Gustavo Petro es un hombre con profundas convicciones políticas; quizá el colombiano que más conoce a su país y poseedor de las mejores propuestas que le permitirían a nuestra patria salir del enorme atolladero económico y social en que se encuentra.   Ninguno como él ha demostrado inteligencia, coherencia, compromiso y capacidad.  Un verdadero líder en toda la acepción de la palabra. Pero, si hay un lunar en su trayectoria política, este se encuentra en la desacertada manera de organizar equipos de trabajo en las diferentes regiones del país.  Se aprecian figuras desgastadas, caducas, duchas en el discurso y cobardes a la hora de elevar su voz para reclamar ante las injusticias y desafueros de los diferentes gobiernos.

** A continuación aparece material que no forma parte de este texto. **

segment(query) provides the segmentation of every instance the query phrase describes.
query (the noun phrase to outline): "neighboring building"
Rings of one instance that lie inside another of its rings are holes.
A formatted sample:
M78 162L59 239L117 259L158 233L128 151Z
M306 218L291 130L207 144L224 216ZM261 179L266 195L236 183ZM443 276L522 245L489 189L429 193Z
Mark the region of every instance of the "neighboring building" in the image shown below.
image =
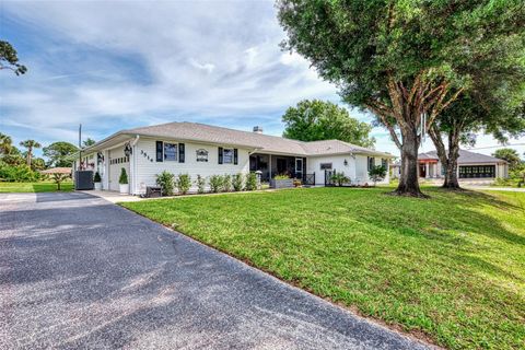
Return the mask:
M418 154L418 173L423 178L443 178L445 170L436 151ZM490 155L459 150L457 160L457 176L459 179L493 179L509 177L509 164L504 160ZM400 164L390 164L392 177L399 177Z
M98 171L104 189L118 190L124 167L130 194L155 185L155 175L168 171L175 175L247 174L261 172L268 180L288 174L303 183L324 185L325 172L343 172L353 183L369 183L368 171L385 165L389 153L338 140L302 142L254 132L195 122L170 122L118 131L82 151L82 168ZM75 161L74 168L79 167ZM388 182L388 177L384 179ZM195 190L195 188L192 188Z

Fuimos testigos en la ciudad de Pasto, únicamente para mencionar una de las tantas regiones, de la manera tan oportunista y clientelista como se aliaron y apoyaron a un candidato y cuyo gobierno se constituyó, quizá, en uno de los peores referentes en índices de pobreza, corrupción y desgreño administrativo.

Mientras su jefe pregonaba justicia y actos de buen gobierno, sus huestes se aliaban hasta con el diablo para obtener su cuota de mermelada en las arcas burocráticas municipales y departamentales. Y miraban pasar frente a sus narices infinidad de actos deleznables y bochornosos sin que nada les impidiera continuar siendo parte de este sainete con claro tinte politiquero y fatuo.  Sus líderes se regocijaban de los contratos que corrían copiosos por sus predios de complicidad.  El silencio fue su letra de cambio y la pobreza de los pueblos el testimonio de su falta de coherencia.

Escuché a muchos ciudadanos, descontentos frente a este penoso actuar, expresar que su apoyo a Petro no va de la mano con su equipo de Colombia Humana.  Que sus líderes representan lo viejo, lo caduco, lo antidemocrático por cuanto son figuras que se aferran al poder como babosas a una hoja de lechuga, que ni avanzan ni dejan avanzar, que se constituyen en barreras infranqueables ante los nuevos escenarios de democracia que Colombia requiere.

Pasó ayer y pasa hoy. Y esperamos que no pase mañana. Lo cierto es que Petro requiere de nuevas voces, de nuevos liderazgos que lo acompañen, de nuevas iniciativas, de líderes que no únicamente armen revoluciones a punta de likes en las redes sociales y que repiten maquinalmente una y otra vez un discurso fofo y sonso logrando un repudio entre aquellos que no comparten la ideología de Petro. Lo que se requiere urgentemente es una reingeniería doctrinaria en un movimiento que promete, pero que continuamente trastabilla consigo mismo.

Hemos visto a unos integrantes de Colombia Humana lejos, muy lejos, de las luchas de los colombianos, ausente, autistas, carentes de iniciativa, medrando ante la majestuosidad de su líder y recibiendo migajas de grupos de poder que los cooptan para todos los trágicos más bajos. Han dejado solo al pueblo cayendo en argucias virtuales que nada resuelven y que a todos comienzan a fastidiar.

Ya es hora de dar paso a nuevos líderes, a nuevas voces, de convocar a una Colombia verdaderamente Humana donde    la inteligencia, más que la sagacidad, sea el ingrediente que facilite el diálogo entre los pueblos y su  único guía.